Die Nuklearexplosion in Nordkorea war heute die Bombe mit der massivsten Sprengkraft, die  Nordkorea je gezündet hat. Pjöngjang sagt, es hat sich um eine Wasserstoffbombe gehandelt, die auf eine Interkontinentalrakete montiert werden könnte.
Bis tief nach China hat die Erde gebebt.  Auch in Südkorea hat es Erschütterungen gegeben.
Die Geologen in Südkorea sagen, das war sechs bis sieben Mal die Sprengkraft von Hiroshima und Nagasaki.
Trotz der Isolation Nordkoreas und der Sanktionen gegen Nordkorea, ein ziemlicher Sprung in der Atomrüstung des Landes.
Dahinter steht eine politische Botschaft des jungen nordkoreanischen Führers Kim Jong Un, an die Großmächte und an die ganze Welt. Dass ihm völlig egal ist, was die Vereinten Nationen sagen, wad die USA oder China sagen.

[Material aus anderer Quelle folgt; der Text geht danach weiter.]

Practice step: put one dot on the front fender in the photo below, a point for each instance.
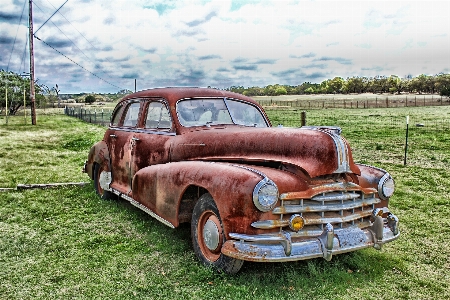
(161, 187)
(370, 177)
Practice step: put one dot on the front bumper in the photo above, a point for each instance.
(282, 247)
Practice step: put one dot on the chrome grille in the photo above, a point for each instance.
(341, 208)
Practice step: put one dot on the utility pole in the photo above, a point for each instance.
(32, 91)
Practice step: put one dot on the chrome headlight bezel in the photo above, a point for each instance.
(386, 187)
(265, 195)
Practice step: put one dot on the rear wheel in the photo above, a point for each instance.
(208, 237)
(98, 169)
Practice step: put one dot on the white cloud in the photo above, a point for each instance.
(223, 43)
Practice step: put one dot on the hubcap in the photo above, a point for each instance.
(211, 235)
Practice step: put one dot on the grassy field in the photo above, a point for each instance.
(67, 243)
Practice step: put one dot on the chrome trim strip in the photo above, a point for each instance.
(341, 146)
(270, 224)
(145, 209)
(292, 209)
(333, 196)
(383, 179)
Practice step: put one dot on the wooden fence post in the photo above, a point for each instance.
(303, 118)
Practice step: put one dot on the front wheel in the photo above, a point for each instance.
(98, 188)
(208, 237)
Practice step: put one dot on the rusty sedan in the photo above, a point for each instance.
(251, 192)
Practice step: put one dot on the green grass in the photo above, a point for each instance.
(67, 243)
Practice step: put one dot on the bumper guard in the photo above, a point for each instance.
(281, 247)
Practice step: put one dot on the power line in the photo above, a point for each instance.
(73, 26)
(73, 43)
(77, 63)
(50, 17)
(15, 38)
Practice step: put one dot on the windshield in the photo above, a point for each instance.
(199, 112)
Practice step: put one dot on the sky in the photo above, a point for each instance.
(103, 46)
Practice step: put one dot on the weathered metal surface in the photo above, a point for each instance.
(282, 248)
(163, 168)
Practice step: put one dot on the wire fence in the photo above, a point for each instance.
(94, 116)
(366, 130)
(353, 102)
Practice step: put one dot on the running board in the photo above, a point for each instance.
(142, 207)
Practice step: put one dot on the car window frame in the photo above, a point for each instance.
(225, 102)
(147, 104)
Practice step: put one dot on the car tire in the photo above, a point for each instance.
(98, 169)
(208, 237)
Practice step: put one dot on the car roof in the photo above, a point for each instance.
(173, 94)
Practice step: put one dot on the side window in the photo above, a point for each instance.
(131, 117)
(158, 116)
(117, 114)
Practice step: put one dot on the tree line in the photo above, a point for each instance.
(14, 85)
(422, 84)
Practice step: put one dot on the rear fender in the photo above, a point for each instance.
(99, 154)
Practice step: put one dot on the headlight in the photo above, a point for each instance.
(265, 195)
(386, 186)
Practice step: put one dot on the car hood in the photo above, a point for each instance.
(317, 150)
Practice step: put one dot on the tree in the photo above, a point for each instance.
(12, 86)
(89, 99)
(336, 85)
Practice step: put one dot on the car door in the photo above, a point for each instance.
(153, 139)
(122, 141)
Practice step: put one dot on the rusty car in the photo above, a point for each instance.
(251, 192)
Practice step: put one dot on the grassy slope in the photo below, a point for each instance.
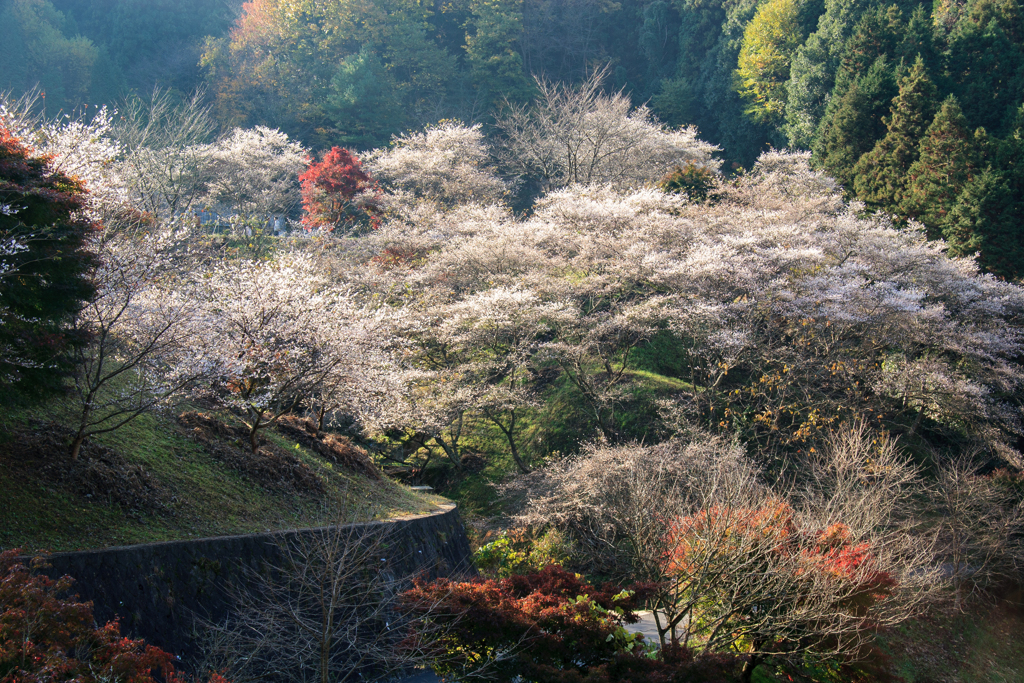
(204, 497)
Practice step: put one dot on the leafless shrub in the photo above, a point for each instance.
(617, 502)
(801, 569)
(980, 527)
(327, 610)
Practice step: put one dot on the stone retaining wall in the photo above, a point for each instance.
(156, 590)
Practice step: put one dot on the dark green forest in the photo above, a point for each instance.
(915, 109)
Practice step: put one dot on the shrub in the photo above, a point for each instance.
(47, 636)
(547, 626)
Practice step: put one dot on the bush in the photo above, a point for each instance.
(547, 626)
(46, 636)
(515, 552)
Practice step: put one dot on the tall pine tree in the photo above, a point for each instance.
(853, 123)
(949, 155)
(881, 175)
(986, 220)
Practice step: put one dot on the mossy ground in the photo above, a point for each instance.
(200, 495)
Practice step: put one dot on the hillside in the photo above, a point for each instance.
(167, 477)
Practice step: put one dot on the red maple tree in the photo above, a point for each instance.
(337, 191)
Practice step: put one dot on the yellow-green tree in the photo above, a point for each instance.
(769, 42)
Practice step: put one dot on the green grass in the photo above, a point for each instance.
(206, 498)
(982, 643)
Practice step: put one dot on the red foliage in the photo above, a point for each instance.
(45, 636)
(550, 626)
(43, 211)
(706, 549)
(330, 188)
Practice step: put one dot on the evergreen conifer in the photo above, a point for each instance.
(986, 220)
(948, 157)
(881, 175)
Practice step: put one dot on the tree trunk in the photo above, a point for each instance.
(510, 436)
(747, 675)
(76, 445)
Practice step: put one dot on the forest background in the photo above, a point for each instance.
(913, 108)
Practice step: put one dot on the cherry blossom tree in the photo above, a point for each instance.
(254, 173)
(166, 154)
(578, 134)
(337, 193)
(146, 337)
(276, 331)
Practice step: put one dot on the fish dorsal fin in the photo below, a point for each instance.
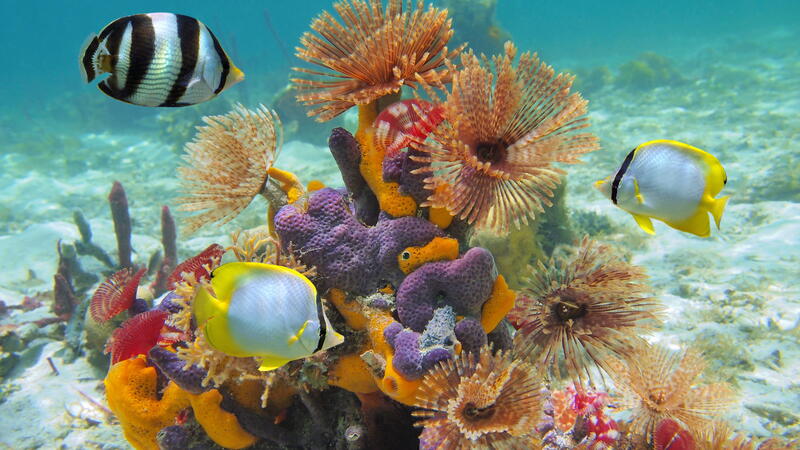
(299, 333)
(698, 224)
(271, 363)
(638, 192)
(644, 223)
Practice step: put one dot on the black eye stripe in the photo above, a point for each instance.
(620, 173)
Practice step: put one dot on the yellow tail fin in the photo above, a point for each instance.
(718, 207)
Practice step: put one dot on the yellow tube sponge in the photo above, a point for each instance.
(289, 183)
(437, 249)
(388, 193)
(499, 304)
(131, 393)
(221, 426)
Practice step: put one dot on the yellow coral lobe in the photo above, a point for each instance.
(398, 387)
(438, 249)
(351, 311)
(350, 372)
(314, 185)
(221, 426)
(499, 304)
(389, 197)
(289, 183)
(131, 394)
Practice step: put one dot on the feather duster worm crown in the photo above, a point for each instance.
(581, 307)
(227, 164)
(505, 125)
(480, 400)
(372, 52)
(658, 384)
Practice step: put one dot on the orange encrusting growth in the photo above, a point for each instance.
(438, 249)
(388, 193)
(498, 305)
(351, 373)
(131, 393)
(373, 322)
(221, 426)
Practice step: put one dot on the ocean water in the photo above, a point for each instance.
(721, 76)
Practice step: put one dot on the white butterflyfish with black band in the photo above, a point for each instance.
(158, 59)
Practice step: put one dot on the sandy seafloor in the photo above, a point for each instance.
(735, 294)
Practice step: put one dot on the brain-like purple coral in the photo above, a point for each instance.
(416, 353)
(464, 283)
(348, 255)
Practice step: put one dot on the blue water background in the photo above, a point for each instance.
(39, 40)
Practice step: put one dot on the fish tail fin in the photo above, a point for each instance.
(718, 207)
(89, 58)
(269, 363)
(644, 223)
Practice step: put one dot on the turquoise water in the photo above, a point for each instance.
(722, 76)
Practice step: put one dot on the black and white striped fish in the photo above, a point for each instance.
(158, 59)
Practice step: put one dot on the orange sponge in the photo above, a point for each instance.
(437, 249)
(499, 304)
(131, 393)
(389, 197)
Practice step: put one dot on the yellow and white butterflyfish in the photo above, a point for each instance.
(265, 311)
(669, 181)
(158, 59)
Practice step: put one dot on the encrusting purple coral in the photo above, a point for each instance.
(347, 254)
(189, 379)
(417, 353)
(464, 283)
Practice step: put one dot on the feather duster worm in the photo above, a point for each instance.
(491, 160)
(199, 265)
(372, 52)
(578, 309)
(227, 164)
(479, 400)
(115, 295)
(136, 336)
(657, 384)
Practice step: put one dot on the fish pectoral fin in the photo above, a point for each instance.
(639, 196)
(299, 333)
(717, 207)
(271, 363)
(644, 223)
(698, 224)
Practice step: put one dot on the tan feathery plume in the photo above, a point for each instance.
(227, 164)
(491, 159)
(480, 400)
(656, 384)
(580, 308)
(371, 53)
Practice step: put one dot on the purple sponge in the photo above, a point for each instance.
(465, 284)
(348, 255)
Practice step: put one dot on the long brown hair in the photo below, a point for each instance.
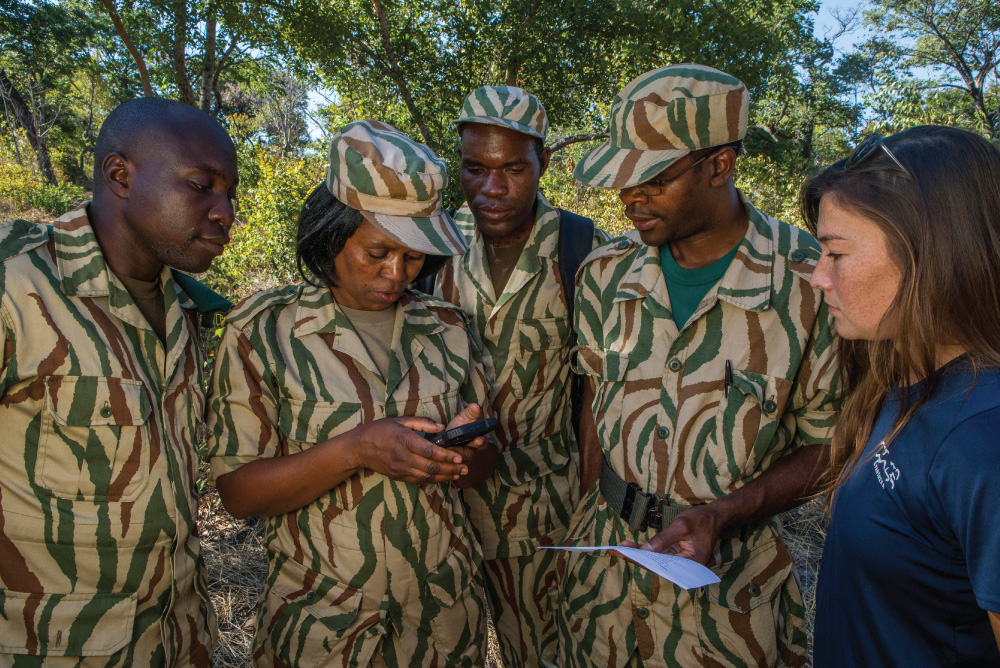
(941, 220)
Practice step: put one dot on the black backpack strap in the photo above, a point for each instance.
(576, 240)
(425, 284)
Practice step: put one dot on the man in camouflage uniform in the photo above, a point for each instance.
(510, 285)
(711, 369)
(101, 399)
(366, 566)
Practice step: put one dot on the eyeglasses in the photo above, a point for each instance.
(654, 187)
(868, 148)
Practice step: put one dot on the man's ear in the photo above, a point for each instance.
(723, 166)
(117, 172)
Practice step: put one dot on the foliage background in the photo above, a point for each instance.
(283, 74)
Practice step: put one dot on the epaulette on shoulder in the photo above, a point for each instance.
(618, 246)
(433, 303)
(250, 307)
(803, 253)
(20, 236)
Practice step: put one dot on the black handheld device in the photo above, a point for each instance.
(449, 438)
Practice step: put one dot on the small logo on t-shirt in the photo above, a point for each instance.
(885, 470)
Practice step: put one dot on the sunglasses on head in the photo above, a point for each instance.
(870, 147)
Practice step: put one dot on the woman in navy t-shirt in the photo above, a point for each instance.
(910, 229)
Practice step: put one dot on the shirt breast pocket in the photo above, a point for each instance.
(540, 355)
(748, 421)
(95, 439)
(306, 422)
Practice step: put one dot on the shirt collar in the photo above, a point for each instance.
(746, 283)
(82, 269)
(317, 312)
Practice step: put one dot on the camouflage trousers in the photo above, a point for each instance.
(521, 593)
(612, 613)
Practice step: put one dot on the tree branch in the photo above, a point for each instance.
(208, 61)
(140, 63)
(397, 73)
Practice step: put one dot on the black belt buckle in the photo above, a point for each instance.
(654, 516)
(631, 490)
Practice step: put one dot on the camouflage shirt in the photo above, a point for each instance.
(666, 422)
(530, 498)
(292, 372)
(99, 554)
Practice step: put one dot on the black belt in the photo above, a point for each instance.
(642, 510)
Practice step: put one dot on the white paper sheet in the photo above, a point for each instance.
(682, 572)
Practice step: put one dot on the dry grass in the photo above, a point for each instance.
(234, 556)
(804, 532)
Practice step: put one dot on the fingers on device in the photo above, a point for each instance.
(461, 435)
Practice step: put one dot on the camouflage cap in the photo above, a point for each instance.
(396, 183)
(505, 106)
(661, 116)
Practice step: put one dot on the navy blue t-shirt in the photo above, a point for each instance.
(912, 556)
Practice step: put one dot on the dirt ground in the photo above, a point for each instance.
(234, 556)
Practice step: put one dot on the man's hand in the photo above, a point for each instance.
(390, 446)
(692, 535)
(479, 455)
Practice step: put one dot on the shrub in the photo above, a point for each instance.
(262, 252)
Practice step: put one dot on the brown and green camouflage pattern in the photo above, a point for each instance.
(396, 183)
(664, 422)
(507, 107)
(663, 115)
(376, 570)
(99, 555)
(531, 497)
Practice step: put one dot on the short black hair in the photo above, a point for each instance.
(325, 225)
(129, 124)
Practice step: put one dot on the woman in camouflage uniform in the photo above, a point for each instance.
(318, 390)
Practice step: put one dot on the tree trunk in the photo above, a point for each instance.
(27, 121)
(208, 63)
(179, 62)
(140, 63)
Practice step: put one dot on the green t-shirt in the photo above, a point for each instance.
(687, 287)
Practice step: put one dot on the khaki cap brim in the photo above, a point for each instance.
(412, 232)
(614, 168)
(502, 122)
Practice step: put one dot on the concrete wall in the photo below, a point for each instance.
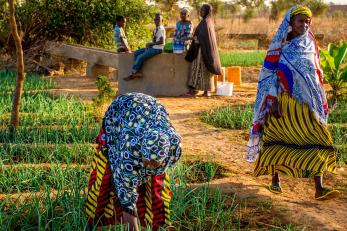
(163, 75)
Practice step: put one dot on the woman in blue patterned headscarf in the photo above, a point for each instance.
(137, 144)
(289, 133)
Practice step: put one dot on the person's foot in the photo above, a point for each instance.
(207, 94)
(133, 76)
(191, 93)
(326, 194)
(137, 74)
(275, 188)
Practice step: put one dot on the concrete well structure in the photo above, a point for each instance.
(163, 75)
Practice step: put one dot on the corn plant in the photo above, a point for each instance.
(333, 61)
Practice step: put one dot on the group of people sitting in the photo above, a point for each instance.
(203, 52)
(137, 142)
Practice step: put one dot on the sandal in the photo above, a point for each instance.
(133, 76)
(207, 94)
(130, 77)
(327, 194)
(275, 188)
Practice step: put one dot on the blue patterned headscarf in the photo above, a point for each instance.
(289, 66)
(155, 145)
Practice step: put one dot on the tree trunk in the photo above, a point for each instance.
(20, 68)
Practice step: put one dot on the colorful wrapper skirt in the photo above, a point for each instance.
(103, 208)
(296, 144)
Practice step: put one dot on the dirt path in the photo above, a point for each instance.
(227, 147)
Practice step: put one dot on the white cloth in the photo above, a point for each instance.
(158, 33)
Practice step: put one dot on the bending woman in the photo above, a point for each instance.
(289, 130)
(136, 145)
(207, 62)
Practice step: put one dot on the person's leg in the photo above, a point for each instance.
(318, 181)
(275, 186)
(275, 179)
(139, 52)
(130, 221)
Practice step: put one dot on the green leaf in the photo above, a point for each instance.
(340, 56)
(333, 49)
(327, 61)
(343, 75)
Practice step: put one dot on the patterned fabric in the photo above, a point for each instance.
(201, 78)
(119, 35)
(182, 32)
(292, 67)
(304, 10)
(103, 206)
(159, 32)
(297, 144)
(137, 126)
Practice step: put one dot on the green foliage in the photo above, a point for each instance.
(333, 62)
(229, 117)
(84, 22)
(254, 58)
(317, 7)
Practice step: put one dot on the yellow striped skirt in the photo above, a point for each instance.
(296, 144)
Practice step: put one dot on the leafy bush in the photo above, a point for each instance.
(230, 117)
(84, 22)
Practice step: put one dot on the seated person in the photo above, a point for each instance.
(119, 35)
(183, 32)
(153, 48)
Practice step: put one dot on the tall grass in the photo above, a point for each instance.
(239, 117)
(245, 59)
(61, 131)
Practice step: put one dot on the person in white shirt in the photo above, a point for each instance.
(153, 48)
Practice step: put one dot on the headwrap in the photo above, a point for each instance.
(185, 10)
(304, 10)
(289, 66)
(206, 35)
(155, 145)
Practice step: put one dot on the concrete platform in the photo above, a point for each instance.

Das große Ziel Kim Jong uns ist, dass sein Land offizielle anerkannt wird als Atommacht. Weil er glaubt,  dass Atomstaaten nicht angegriffen werden und dass die Atombomben die Herrschaft seiner Familie unangreifbar machen.
Bis Nordkorea dieses Ziel erreicht hat, als Atommacht anerkannt zu werden,  wird es von seiner nuklearen Rüstung nicht abgehen, trotz aller Risiken, das ist die Botschaft der heutigen Explosion.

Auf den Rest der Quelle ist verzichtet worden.